But I that’s that’s one really good example of people like miss or seemingly at least I don’t think that’s the case but seemingly missing understanding If you want to have this as your kind of tool, this is the data that you should use.
And then normally people being I think uh I think knowingly misled but like the idea is that okay, we’ve grabbed everything because it’s it sounds more impressive. It would be like we’ve grabbed all the data in the world and then constructed and used machine learning techniques to come up with probable phrases in English or Chinese or something. But that’s totally fine.
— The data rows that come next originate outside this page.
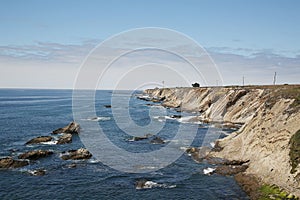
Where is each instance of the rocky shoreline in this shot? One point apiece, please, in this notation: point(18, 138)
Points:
point(266, 144)
point(25, 158)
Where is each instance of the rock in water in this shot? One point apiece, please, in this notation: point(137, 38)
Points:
point(65, 138)
point(34, 155)
point(72, 128)
point(157, 140)
point(78, 154)
point(230, 169)
point(39, 172)
point(208, 171)
point(198, 154)
point(39, 139)
point(137, 138)
point(9, 162)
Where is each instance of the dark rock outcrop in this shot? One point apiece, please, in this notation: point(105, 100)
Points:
point(38, 172)
point(65, 138)
point(9, 162)
point(140, 184)
point(72, 128)
point(78, 154)
point(157, 140)
point(39, 139)
point(228, 170)
point(36, 154)
point(198, 154)
point(138, 138)
point(249, 184)
point(175, 116)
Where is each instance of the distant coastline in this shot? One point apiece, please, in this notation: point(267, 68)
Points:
point(271, 118)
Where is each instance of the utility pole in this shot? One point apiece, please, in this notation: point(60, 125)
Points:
point(274, 80)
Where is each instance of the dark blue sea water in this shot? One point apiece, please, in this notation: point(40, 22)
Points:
point(25, 114)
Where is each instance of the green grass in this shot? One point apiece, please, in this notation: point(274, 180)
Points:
point(274, 192)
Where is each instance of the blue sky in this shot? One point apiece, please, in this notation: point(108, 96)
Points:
point(234, 31)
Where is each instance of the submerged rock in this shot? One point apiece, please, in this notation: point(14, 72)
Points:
point(78, 154)
point(65, 138)
point(230, 169)
point(39, 139)
point(36, 154)
point(176, 116)
point(249, 183)
point(138, 138)
point(38, 172)
point(72, 128)
point(198, 154)
point(157, 140)
point(9, 162)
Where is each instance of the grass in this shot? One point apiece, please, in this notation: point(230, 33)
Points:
point(274, 192)
point(277, 92)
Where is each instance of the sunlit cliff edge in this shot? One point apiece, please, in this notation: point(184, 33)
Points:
point(270, 135)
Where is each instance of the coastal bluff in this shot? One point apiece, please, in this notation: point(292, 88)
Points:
point(269, 137)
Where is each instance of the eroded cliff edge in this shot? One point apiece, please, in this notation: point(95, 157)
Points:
point(269, 137)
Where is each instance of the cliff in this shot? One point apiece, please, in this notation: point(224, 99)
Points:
point(269, 137)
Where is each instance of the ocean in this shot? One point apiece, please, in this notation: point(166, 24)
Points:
point(27, 113)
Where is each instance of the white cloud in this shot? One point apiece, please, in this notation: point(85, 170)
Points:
point(53, 65)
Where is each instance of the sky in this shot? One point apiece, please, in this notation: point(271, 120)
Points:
point(44, 44)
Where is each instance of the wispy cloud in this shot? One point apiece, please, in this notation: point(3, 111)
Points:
point(55, 65)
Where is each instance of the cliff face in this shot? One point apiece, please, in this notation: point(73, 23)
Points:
point(270, 116)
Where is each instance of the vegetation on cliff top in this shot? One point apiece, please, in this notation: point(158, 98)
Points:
point(274, 192)
point(295, 151)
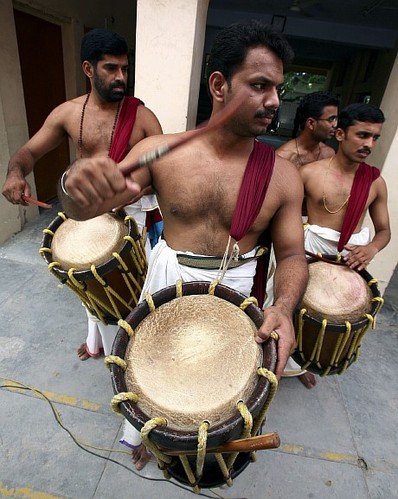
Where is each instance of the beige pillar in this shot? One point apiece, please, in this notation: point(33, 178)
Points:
point(385, 262)
point(13, 125)
point(169, 48)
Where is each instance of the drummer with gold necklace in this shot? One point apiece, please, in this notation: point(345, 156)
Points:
point(340, 191)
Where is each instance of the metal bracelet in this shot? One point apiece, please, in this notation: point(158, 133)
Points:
point(62, 183)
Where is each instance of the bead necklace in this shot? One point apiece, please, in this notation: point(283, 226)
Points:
point(299, 157)
point(332, 212)
point(80, 139)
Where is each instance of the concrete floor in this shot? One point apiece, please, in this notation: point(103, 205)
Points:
point(338, 440)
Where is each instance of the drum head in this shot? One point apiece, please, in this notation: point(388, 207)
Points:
point(192, 359)
point(80, 244)
point(336, 293)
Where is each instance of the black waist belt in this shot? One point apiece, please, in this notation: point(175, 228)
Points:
point(214, 262)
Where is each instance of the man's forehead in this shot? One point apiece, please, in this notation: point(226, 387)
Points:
point(114, 59)
point(366, 126)
point(329, 110)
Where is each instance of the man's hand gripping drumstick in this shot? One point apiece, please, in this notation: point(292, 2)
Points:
point(93, 186)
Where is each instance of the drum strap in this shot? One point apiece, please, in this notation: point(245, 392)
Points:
point(214, 262)
point(253, 190)
point(364, 177)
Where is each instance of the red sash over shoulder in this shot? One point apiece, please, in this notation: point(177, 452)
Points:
point(364, 177)
point(256, 178)
point(124, 128)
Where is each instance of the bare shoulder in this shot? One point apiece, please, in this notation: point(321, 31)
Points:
point(287, 150)
point(67, 111)
point(146, 123)
point(287, 174)
point(326, 151)
point(313, 170)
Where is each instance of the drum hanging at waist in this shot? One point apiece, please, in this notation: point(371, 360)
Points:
point(337, 309)
point(189, 375)
point(102, 260)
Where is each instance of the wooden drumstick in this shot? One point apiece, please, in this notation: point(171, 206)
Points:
point(35, 201)
point(260, 442)
point(322, 259)
point(217, 121)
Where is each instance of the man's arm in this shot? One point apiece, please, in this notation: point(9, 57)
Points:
point(22, 162)
point(93, 186)
point(360, 256)
point(291, 273)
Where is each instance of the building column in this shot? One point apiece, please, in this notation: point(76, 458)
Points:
point(13, 125)
point(169, 49)
point(385, 262)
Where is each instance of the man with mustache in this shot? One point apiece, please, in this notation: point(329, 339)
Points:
point(341, 189)
point(220, 192)
point(104, 122)
point(316, 120)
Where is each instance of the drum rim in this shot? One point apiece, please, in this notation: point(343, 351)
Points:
point(222, 432)
point(341, 328)
point(102, 269)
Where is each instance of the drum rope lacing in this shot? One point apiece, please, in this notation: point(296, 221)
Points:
point(250, 427)
point(94, 303)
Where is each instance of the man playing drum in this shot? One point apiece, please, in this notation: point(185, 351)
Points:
point(316, 120)
point(103, 122)
point(341, 189)
point(199, 186)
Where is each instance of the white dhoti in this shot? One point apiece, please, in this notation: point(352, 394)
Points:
point(165, 270)
point(316, 240)
point(100, 336)
point(323, 240)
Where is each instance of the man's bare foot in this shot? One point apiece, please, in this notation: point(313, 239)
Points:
point(140, 456)
point(308, 380)
point(82, 352)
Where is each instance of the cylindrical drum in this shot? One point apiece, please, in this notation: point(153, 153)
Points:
point(338, 307)
point(102, 260)
point(191, 377)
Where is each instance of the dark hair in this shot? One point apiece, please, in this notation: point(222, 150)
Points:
point(359, 112)
point(98, 42)
point(232, 43)
point(312, 106)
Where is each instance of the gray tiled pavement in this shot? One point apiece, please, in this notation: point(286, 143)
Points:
point(338, 440)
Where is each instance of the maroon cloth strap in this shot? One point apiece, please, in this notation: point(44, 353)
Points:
point(124, 128)
point(364, 177)
point(251, 197)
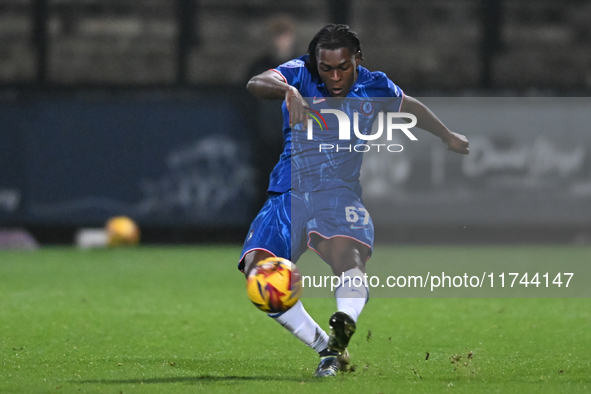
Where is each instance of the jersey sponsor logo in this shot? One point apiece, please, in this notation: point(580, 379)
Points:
point(366, 108)
point(295, 63)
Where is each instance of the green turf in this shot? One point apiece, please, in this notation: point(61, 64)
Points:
point(175, 320)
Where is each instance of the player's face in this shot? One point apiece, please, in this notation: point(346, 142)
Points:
point(338, 70)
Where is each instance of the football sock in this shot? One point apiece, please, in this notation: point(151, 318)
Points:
point(352, 294)
point(297, 321)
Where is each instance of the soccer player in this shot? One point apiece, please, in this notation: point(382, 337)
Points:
point(310, 190)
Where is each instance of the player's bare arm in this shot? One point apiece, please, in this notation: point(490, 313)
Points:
point(271, 86)
point(427, 120)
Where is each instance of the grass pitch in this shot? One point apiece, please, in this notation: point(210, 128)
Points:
point(175, 320)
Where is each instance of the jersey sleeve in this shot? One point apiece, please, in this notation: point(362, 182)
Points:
point(293, 72)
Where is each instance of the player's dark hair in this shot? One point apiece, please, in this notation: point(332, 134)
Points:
point(332, 37)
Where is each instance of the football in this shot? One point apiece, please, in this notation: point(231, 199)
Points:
point(274, 285)
point(121, 230)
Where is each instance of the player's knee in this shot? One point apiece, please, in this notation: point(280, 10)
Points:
point(345, 259)
point(252, 258)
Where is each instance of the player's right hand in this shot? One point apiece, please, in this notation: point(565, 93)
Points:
point(295, 106)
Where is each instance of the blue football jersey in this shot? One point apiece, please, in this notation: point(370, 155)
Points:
point(303, 166)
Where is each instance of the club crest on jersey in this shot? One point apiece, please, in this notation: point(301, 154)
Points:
point(366, 108)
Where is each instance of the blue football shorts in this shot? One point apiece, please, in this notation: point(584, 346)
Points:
point(290, 223)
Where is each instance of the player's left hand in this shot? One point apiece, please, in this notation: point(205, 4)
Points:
point(457, 143)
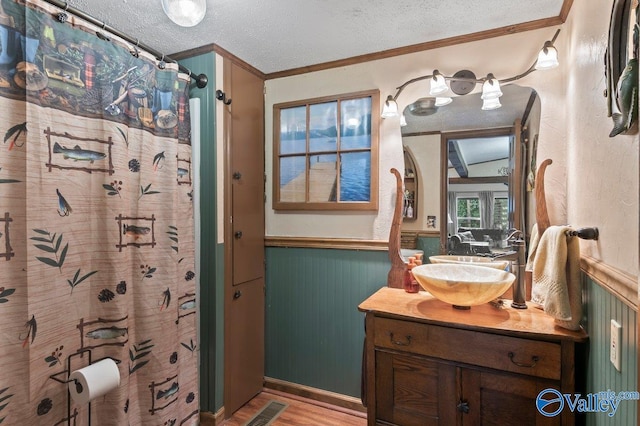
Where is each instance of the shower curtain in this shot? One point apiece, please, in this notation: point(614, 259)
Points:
point(96, 224)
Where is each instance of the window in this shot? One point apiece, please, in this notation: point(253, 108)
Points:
point(468, 212)
point(501, 212)
point(326, 153)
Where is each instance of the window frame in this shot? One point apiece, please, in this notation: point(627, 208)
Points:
point(372, 203)
point(464, 196)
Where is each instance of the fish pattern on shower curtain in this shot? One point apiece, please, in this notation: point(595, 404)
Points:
point(96, 224)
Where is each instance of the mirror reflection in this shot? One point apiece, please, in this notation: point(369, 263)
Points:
point(466, 169)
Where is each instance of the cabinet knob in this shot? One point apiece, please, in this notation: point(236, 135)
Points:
point(407, 341)
point(463, 406)
point(534, 361)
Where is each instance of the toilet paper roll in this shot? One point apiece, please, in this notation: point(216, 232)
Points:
point(94, 380)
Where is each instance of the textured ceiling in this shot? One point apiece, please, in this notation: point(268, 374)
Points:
point(280, 35)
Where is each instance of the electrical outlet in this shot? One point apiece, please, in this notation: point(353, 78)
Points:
point(614, 348)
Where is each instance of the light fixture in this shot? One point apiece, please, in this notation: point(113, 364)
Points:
point(491, 88)
point(438, 84)
point(548, 57)
point(463, 82)
point(390, 108)
point(489, 104)
point(186, 13)
point(443, 101)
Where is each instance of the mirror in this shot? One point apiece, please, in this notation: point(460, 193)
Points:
point(471, 167)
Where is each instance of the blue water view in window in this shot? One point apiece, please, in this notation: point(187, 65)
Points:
point(324, 145)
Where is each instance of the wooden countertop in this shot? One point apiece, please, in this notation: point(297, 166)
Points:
point(423, 307)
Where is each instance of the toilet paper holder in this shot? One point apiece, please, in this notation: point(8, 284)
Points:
point(77, 383)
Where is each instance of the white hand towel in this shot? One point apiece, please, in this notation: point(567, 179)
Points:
point(556, 281)
point(533, 247)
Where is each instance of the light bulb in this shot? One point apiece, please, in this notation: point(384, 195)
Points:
point(186, 13)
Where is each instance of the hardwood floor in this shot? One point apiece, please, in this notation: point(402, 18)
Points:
point(300, 412)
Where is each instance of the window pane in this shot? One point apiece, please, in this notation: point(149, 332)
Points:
point(501, 212)
point(468, 212)
point(293, 179)
point(355, 131)
point(323, 123)
point(322, 178)
point(355, 176)
point(293, 130)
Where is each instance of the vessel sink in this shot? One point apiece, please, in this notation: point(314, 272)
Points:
point(470, 260)
point(463, 284)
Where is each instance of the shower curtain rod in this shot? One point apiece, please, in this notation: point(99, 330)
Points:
point(201, 79)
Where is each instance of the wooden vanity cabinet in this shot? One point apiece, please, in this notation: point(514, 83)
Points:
point(429, 364)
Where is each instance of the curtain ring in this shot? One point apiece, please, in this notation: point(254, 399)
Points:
point(63, 16)
point(135, 53)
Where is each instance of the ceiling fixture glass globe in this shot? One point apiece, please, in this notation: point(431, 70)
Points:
point(186, 13)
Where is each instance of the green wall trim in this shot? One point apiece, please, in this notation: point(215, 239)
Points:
point(211, 271)
point(600, 308)
point(314, 331)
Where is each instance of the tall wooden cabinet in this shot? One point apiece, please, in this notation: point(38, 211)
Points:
point(429, 364)
point(244, 235)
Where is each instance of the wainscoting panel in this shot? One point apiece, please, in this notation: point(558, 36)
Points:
point(429, 245)
point(314, 331)
point(601, 308)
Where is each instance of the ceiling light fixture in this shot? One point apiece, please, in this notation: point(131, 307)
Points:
point(464, 81)
point(186, 13)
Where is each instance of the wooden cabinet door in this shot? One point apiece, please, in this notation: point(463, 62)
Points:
point(497, 399)
point(415, 391)
point(244, 237)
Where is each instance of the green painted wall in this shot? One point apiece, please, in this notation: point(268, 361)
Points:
point(314, 331)
point(429, 245)
point(212, 254)
point(601, 308)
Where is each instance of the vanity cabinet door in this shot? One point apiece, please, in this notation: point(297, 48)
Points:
point(497, 399)
point(414, 390)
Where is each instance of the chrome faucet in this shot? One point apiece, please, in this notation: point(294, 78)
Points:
point(517, 255)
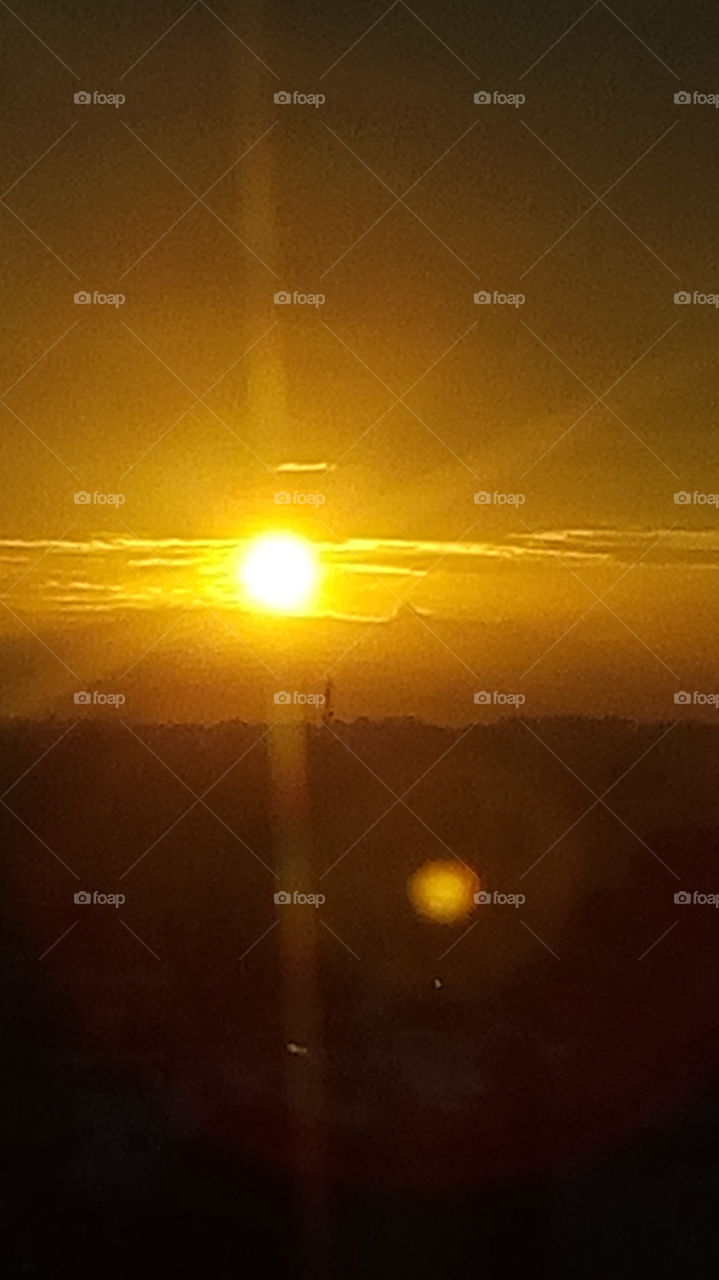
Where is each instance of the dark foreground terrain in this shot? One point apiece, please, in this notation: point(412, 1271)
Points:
point(202, 1080)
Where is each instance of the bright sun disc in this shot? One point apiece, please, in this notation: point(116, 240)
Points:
point(280, 572)
point(443, 891)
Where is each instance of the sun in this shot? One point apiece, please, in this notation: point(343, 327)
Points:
point(443, 891)
point(280, 572)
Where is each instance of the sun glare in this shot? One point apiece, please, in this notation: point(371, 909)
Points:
point(280, 572)
point(443, 891)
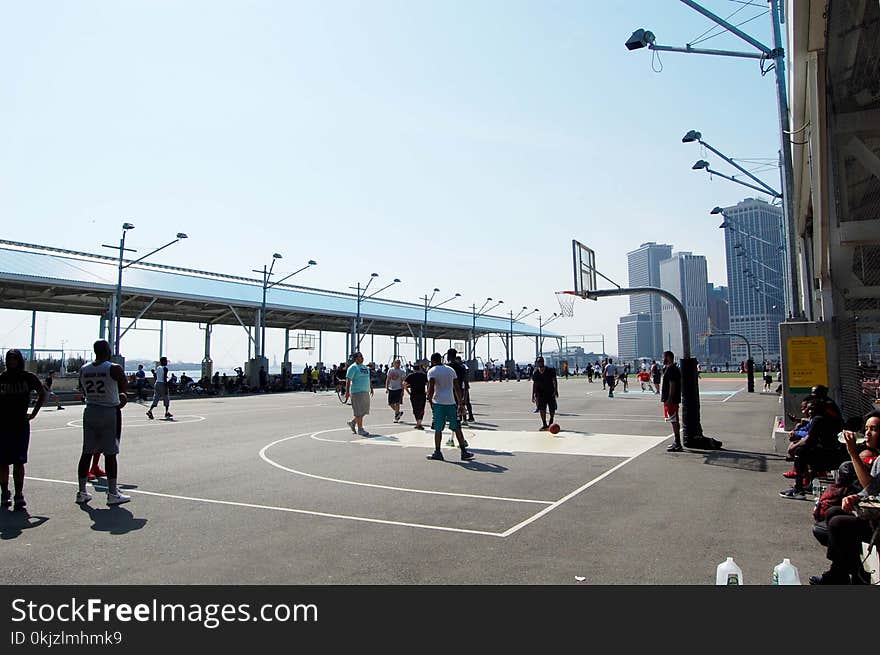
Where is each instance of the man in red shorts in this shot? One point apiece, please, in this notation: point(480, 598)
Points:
point(670, 396)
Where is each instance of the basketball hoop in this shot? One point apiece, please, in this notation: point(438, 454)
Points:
point(566, 302)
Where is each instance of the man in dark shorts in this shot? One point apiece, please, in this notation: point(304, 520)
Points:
point(104, 385)
point(16, 386)
point(415, 385)
point(544, 391)
point(454, 362)
point(670, 396)
point(394, 388)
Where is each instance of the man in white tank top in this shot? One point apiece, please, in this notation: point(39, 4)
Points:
point(104, 385)
point(161, 390)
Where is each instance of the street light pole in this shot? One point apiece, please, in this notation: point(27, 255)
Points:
point(115, 326)
point(428, 306)
point(473, 343)
point(643, 38)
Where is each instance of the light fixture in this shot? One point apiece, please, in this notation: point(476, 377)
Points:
point(641, 38)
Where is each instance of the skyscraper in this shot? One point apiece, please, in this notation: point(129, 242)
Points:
point(755, 276)
point(636, 338)
point(684, 275)
point(718, 349)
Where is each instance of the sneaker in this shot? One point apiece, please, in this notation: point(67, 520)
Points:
point(793, 494)
point(117, 499)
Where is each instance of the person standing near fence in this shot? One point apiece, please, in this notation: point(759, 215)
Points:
point(104, 385)
point(161, 390)
point(16, 386)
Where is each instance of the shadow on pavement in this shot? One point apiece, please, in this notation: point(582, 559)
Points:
point(743, 460)
point(481, 467)
point(115, 520)
point(13, 523)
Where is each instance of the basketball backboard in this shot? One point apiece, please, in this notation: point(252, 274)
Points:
point(584, 268)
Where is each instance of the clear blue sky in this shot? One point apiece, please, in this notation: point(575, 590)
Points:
point(452, 144)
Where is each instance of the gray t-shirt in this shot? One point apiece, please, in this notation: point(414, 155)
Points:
point(394, 379)
point(444, 377)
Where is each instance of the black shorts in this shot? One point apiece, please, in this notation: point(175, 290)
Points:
point(418, 403)
point(14, 442)
point(545, 402)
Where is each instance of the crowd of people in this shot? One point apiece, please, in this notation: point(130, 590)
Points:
point(852, 472)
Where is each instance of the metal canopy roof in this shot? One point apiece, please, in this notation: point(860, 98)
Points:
point(54, 280)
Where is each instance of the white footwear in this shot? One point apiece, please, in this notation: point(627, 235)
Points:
point(117, 499)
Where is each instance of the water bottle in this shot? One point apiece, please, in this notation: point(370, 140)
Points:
point(728, 573)
point(785, 573)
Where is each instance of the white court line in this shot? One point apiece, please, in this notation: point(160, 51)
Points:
point(733, 394)
point(77, 423)
point(266, 459)
point(519, 526)
point(290, 510)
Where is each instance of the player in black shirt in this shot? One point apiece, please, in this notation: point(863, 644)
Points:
point(16, 386)
point(414, 384)
point(545, 390)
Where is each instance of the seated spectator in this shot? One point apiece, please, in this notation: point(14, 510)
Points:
point(818, 451)
point(846, 532)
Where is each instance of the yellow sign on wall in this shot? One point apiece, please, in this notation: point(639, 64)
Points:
point(807, 363)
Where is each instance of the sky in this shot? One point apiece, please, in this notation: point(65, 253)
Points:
point(459, 145)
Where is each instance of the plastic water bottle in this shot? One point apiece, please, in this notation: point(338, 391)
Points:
point(728, 573)
point(785, 573)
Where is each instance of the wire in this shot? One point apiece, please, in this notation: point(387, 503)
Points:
point(654, 67)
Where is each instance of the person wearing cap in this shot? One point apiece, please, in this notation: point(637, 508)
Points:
point(358, 388)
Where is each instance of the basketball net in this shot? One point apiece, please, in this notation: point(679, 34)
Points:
point(566, 302)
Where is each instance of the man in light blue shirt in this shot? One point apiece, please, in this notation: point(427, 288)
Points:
point(359, 388)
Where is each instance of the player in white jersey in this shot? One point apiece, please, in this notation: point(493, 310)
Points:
point(104, 385)
point(161, 390)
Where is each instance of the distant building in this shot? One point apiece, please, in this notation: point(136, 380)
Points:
point(635, 337)
point(718, 348)
point(755, 276)
point(684, 275)
point(643, 337)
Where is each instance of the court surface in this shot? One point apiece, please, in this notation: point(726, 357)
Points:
point(275, 489)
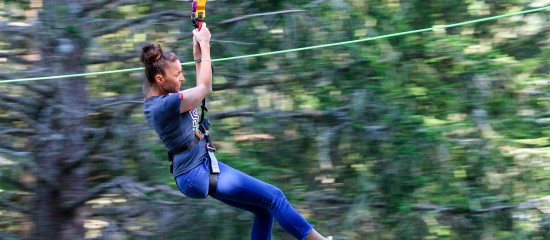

But then you were trying to come up with real good understanding of the language and the grammar that’s used and there’s also like I don’t know how it would manage you’ve got slang that varies across time. So suddenly, you know things that make sense in the 60s, right as slang, are not present in the data. So you’re like, well, why I don’t understand the slang it’s using we’re like Well, it’s because it grabbed the data that’s available that has more newer slang,and that’s a great example of like I would say probably mis-marketing but let’s say also it could be just data misuse, right? You you’ve just done the wrong thing with that data
Linda: Yeah, and you know the slang doesn’t just vary across time it varies from country to country even Yeah, two English speaking countries can use the same word to mean different things So like in the US an entree is what we would call the main course and here an entree is what the US would call an appetizer and like so if you use the word entrew You get two different meanings or two different interpretations. How is a language model supposed to deal with that?
Pascal: Yeah, exactly.
Linda: You know it It seems like the AI industry has forgotten or is trying to pretend that it’s not true that machine learning systems are really good or can be really good at very specific problems So, you know one of the one of my favorite Pawsey projects is the the machine learning system that that can predict A crisis coming in someone with a traumatic brain injury
Pascal: Yes, I think it’s a great example
Linda: half an hour in advance and so they can start treating it before It actually happens because once it’s happened it kind of screwed But if you can catch it as it’s starting you can you can prevent catastrophic Outcomes, so it’s very good at that one specific thing. No one would dream of asking that system to tell you What’s a a restaurant that does gluten-free in como like It would be nonsensical. But that’s kind of what we’re doing with these large language models these chatbots where where they’re trying to make them be all things to all people and we just don’t have that technology. What we have is technology that does one thing really well. in the case of chatbots. It’s creates a plausible sentence. That’s it. that’s what it does not not Gives you answers not solves problems
Pascal: Yeah, that that’s the the big thing right like it’s a great example of I mean as I said I see open question whether it’s data misuse or just like they know that it’s The outcome is just like plausible answers and they’re happy with plausible answers that for queries that people are posing um, I know there’s some I mean I I use uh smaller language models, so You know, I tend to run locally A small language model where I know it’s been trained on some good C++ and some rust and some python and I ask it questions about programming to refresh my memory. Um, not necessarily to write the code because it also writes incorrect answers, but it is a pretty good basis point for actually going for something that’s a bit more complicated. Whereas if you try to do this general model, I mean So we we don’t have something as you said like we the actual techniques that are being used – the transformers, the attention mechanisms – Don’t lend themselves to like true generalization with somehow a reasoning behind it.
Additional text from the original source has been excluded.